OVS not up in Embedded Mode of Bluefield-2

Hi all, I recently tried to switch Bluefield-2 Infiniband DPU from Separated Host Mode to ECPF Mode and had difficulties with OVS startup. My steps are as follows.

  1. I changed INTERNAL_CPU_MODEL to 1 according to DPU OS 3.9.0(Modes of Operation - BlueField DPU OS 3.9.0 - NVIDIA Networking Docs), and checked /etc/ mellanox/mlnx-ovs.conf configuration:

    CREATE_OVS_BRIDGES="yes"
    OVS_BRIDGE1="ovsbr1"
    OVS_BRIDGE1_PORTS="p0 pf0hpf en3f0pf0sf0"
    OVS_BRIDGE2="ovsbr2"
    OVS_BRIDGE2_PORTS="p1 pf1hpf en3f1pf1sf0"
    OVS_HW_OFFLOAD="yes"
    OVS_START_TIMEOUT=30
    

    Everything looked fine, then I power cycled the server. Afterwards, I went up to the DPU and checked with sudo ovs-vsctl show and the result was as follows.

    0ffc4fa4-fb7a-4e27-afef-4b6d80cd808f
        ovs_version: "2.15.1-d246dab"
    

    It was empty. Unsuccessful bridging.

  2. Then I tried to reinstall the DPU OS with BFB. My package is DOCA_1.3.0_BSP_3.9.0_Ubuntu_20.04-6.signed. To coordinate with the version on the DPU, I also reinstalled the ofed (5.6.1.0.3) and Bluefield driver for the Host environment. I check /etc/mellanox/mlnx-ovs.conf before power cycling the server with the same result as above and subsequently power cycled the machine.
    Nothing changed with ovs, still unsuccessful bridging.

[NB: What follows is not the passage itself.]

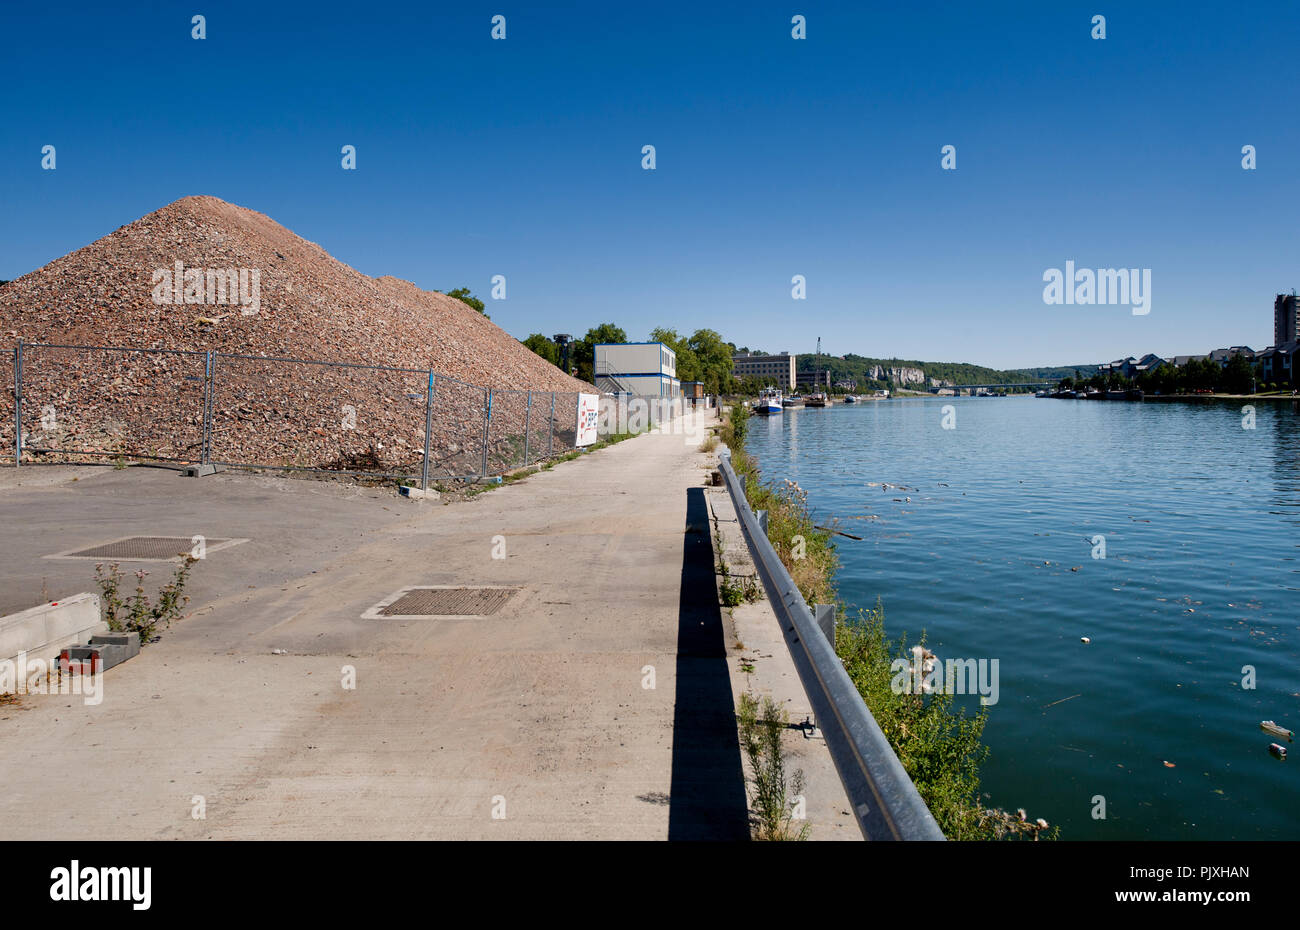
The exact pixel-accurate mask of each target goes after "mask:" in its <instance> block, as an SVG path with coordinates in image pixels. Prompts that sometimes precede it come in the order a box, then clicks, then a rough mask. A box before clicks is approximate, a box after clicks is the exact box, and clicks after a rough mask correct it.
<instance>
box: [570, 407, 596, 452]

  3. I went through the contents of BlueField DPU OS 3.9.0-Deploying DPU OS Using BFB from Host-Default Ports and OVS Configuration and checked the contents of /etc/modprobe.d/mlnx-bf.conf:
    install ib_umad /sbin/modprobe --ignore-install ib_umad $CMDLINE_OPTS && (if [ -x /sbin/mlnx_bf_configure ]; then /sbin/mlnx_bf_configure; fi)

    This seems inconsistent with the description of The /sbin/mlnx_bf_configure script runs automatically with mlx5_ib kernel module loaded in the documentation, and I’m not sure if this is the cause of the ovs failure.

    I also tried running /sbin/mlnx_bf_configure directly and nothing happens. mlnx-sf -a show print nothing but an empty line, ovs-vsctl show print results that was the same as before.

  4. In addition to the above, I checked the en3f1pf1sf0 port with the command ifconfig en3f1pf1sf0 and found the error:
    en3f1pf1sf0: error fetching interface information: Device not found

Ok, thank you very much for reading this, this is all I have tried to do for this problem, and now there is nothing I can do. Can somebody give me a hand with this? I would like to offer my sincere thanks.

P.S. Our device works fine in Separated Host Mode, so I don’t think it’s a connection or hardware failure, but I welcome your criticism to point out my potential mistakes.